Пример 1. Объект обезвоживания готовили смешением концентрированной суспензии микроорганизмов Serratia marcescens шт. ВКМ-851 с лактозной защитной средой в соотношении 2:1 и переводили его в микрокапельное состояние в электромагнитном диспергаторе. Микрокапельный порошок индикаторной культуры с жидкой фазой в микрокапельном состоянии, стабилизированном сухим высокодисперсным гидрофобным разобщителем с наноразмерами частиц, с концентрацией жизнеспособных микроорганизмов 202×10 ⁹ КОЕ/г первоначально замораживали при температуре минус 35°C в течение 1,5 ч на полке сублиматора, а затем высушивали сублимацией в аппарате TG-5 (Hochvacuum, Германия), используя режимные параметры, описанные в работе [Способ получения тест-культуры / Давыдкин И.Ю., Давыдкин В.Ю., Алибеков К.Б., Давыдкин Ю.П., Егоров О.П. / Передовой производственный опыт в медицинской промышленности, рекомендуемый для внедрения. - 1991. - Вып.11 - 12. - с.6-10].

Биологическая активность сухого препарата тест-культуры для проверки фильтров очистки воздуха составила 328×10 ⁹ КОЕ/г, а общая продолжительность процесса сократилась до 12 ч, что на 6 ч меньше, чем при реализации известного способа.

Пример 2. Объект обезвоживания готовили смешением суспензии микроорганизмов Bifidobacterium bifidum шт. 1С с сахарозо-молочной защитной средой в соотношении 2:1 и переводили его в микрокапельное состояние в дисковом диспергаторе. Микрокапельный порошок пробиотического препарата с жидкой фазой в микрокапельном состоянии, стабилизированном сухим высокодисперсным гидрофобным разобщителем с наноразмерами частиц, с концентрацией жизнеспособных микроорганизмов 2,1×10 ⁹ КОЕ/г первоначально замораживали при температуре минус 35°C в течение 8 ч., а затем высушивали сублимацией в аппарате LZ-9.2 (Frigera, Чехия), используя режимные параметры, описанные в работе [Халенева М.П. Эффективность разных способов накопления и обезвоживания биомассы в производстве таблетированного бифидумбактерина: Дис. канд. биол. наук. М., 1984. - с.89-94].

Биологическая активность сухого пробиотического препарата составила 3,0×10 ⁹ КОЕ/г, а общая продолжительность процесса сократилась до 20 ч, что на 24 ч меньше, чем при реализации известного способа.

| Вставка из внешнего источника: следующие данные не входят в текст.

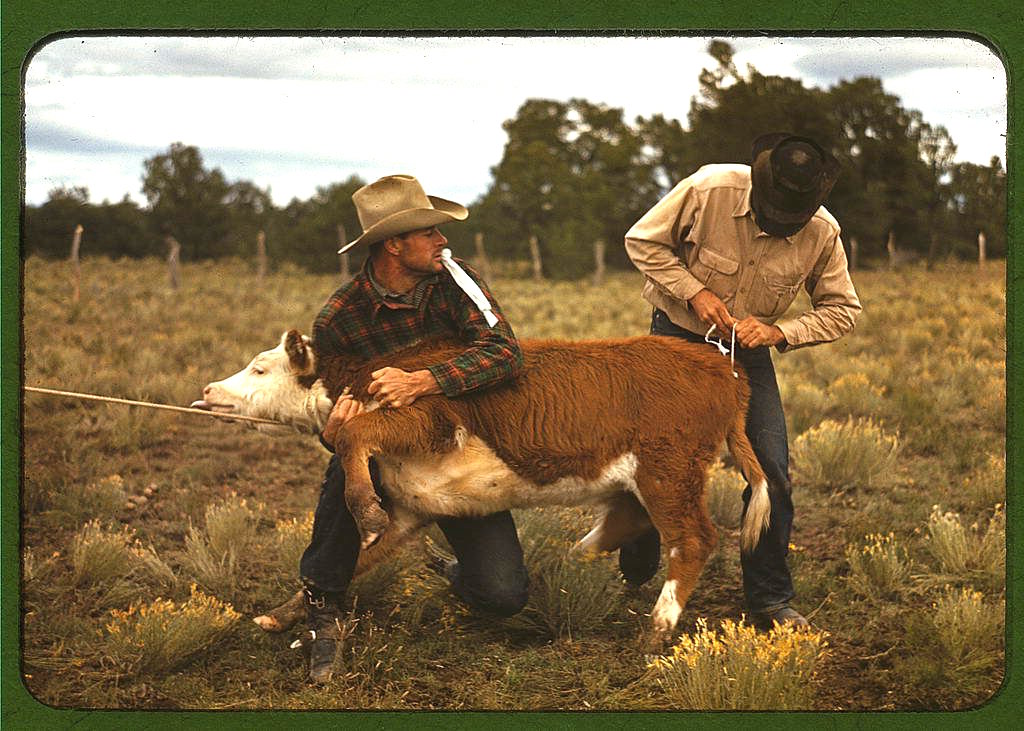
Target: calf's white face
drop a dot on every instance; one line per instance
(276, 384)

Пример 3. Объект обезвоживания готовили смешением раствора иммуноглобулинов IgG, IgA, IgM с глицином (2%) в качестве защитной среды и переводили его в микрокапельное состояние в дисковом диспергаторе. Микрокапельный порошок иммунобиологического препарата с жидкой фазой в микрокапельном состоянии, стабилизированном сухим высокодисперсным гидрофобным разобщителем с наноразмерами частиц, с противосальмонеллезной активностью 1:640 в титрах РПГА первоначально замораживали при температуре минус 45°C в течение 6 ч, а затем высушивали сублимацией в аппарате LZ-9.2 (Frigera, Чехия), используя «мягкие» режимные параметры, описанные в работе [Отработка процесса сублимационного высушивания комплексного иммуноглобулинового препарата / Давыдкин В.Ю., Гаврин А.Г., Алешкин В.А. и др. // Проблемы инфекционных болезней. - М., 2000. - Ч.2. - с.61-66].

Антисальмонеллезная активность сухого иммуноглобулинового препарата составила 1:1280, а общая продолжительность процесса сократилась до 14 ч, что на 9 ч меньше, чем при реализации известного способа.